Watch Our New Jury Honor Our Class of 2024 In This Announcement Video

Close

Winners

2015Lifetime Achievement

David Brion Davis

  • Born: 1927

David Brion Davis is a leading American intellectual and cultural historian, the author or editor of 16 books. Anisfield-Wolf-winning historian Ira Berlin observed that “no scholar has played a larger role in expanding contemporary understanding of how slavery shaped the history of the United States, the Americas and the world.”  And historian Drew Faust Gilpin, president of Harvard University, wrote in 2014 that Davis’ influence was deep, having changed “traditional approaches to intellectual history by embedding ideas in social and political action and institutions.”

Born in 1927 to a journalist and an artist in Denver, Davis spent much of his childhood on the move – a pattern that heightened his sense of contingency in life and history. Before studying philosophy at Dartmouth College, he was drafted and put on a transport ship to Germany in 1945, which he describes in the preface to The Problem of Slavery in the Age of Emancipation:

“I was ordered to take a club, go down to the hold, and keep the ‘jiggaboos’ from gambling. In this highly segregated army, I never dreamed there were any black soldiers on the ship. But after descending a long winding staircase, I came upon what I imagined a slave ship would have looked like. Hundreds and hundreds of near-naked blacks together, many of them shooting craps.”
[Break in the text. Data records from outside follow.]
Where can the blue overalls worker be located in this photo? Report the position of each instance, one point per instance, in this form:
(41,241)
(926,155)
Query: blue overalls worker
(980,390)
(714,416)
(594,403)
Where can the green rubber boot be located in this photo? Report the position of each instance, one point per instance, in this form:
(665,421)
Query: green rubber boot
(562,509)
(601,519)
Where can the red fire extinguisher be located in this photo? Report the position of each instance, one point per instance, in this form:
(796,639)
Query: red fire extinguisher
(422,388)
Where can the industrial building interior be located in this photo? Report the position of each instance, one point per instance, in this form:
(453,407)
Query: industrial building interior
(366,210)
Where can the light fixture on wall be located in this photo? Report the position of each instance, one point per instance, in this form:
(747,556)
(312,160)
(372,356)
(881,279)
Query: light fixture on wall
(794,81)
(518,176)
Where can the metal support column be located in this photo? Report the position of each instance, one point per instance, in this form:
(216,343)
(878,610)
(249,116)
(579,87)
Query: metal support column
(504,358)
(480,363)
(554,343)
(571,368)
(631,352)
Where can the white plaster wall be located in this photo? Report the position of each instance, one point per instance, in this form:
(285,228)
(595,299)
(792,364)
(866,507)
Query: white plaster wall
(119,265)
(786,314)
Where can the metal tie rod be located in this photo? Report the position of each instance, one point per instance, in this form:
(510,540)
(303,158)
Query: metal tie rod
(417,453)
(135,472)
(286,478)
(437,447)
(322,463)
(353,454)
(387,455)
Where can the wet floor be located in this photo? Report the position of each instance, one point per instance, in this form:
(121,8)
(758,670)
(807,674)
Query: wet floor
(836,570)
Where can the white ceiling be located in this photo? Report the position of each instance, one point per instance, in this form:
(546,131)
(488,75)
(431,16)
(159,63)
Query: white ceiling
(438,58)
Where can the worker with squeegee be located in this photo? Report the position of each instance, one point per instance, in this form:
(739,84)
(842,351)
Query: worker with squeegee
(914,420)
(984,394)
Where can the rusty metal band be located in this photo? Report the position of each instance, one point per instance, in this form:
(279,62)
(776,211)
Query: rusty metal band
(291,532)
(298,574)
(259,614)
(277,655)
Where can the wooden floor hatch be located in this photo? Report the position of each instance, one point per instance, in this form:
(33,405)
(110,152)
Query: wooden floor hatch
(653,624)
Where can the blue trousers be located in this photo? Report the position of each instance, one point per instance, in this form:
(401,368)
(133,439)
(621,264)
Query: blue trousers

The teenage soldier disturbed no one below deck, but he was disturbed by the racist fury and speech he witnessed in the Army, and greatly impressed by a new book, An American Dilemma: The Negro Problem and Modern Democracy, which won the Anisfield-Wolf Book award for Gunnar Myrdal in 1945.

Once stateside, Davis graduated from Dartmouth summa cum laude and earned his doctorate in the history of American civilization at Harvard University. He taught at Cornell for 14 years, earning both an Anisfield-Wolf Book award and a Pulitzer Prize in 1967 for The Problem of Slavery in Western Culture, the first book in his seminal trilogy. In 1970, he joined the faculty of Yale.

In awarding the National Book Critics Circle prize in 2015 for Davis’ final installment, The Problem of Slavery in the Age of Emancipation, the judges lauded the historian for “undermining mythologies of white superiority, black savagery, and passive black victimhood.” The critics congratulated Davis on the culmination of 50 years of scholarship and connecting “Toussaint L’Overture and Frederick Douglass to the human rights movements burgeoning in American today.”

Davis retired from Yale in 2001.  He lives in Connecticut.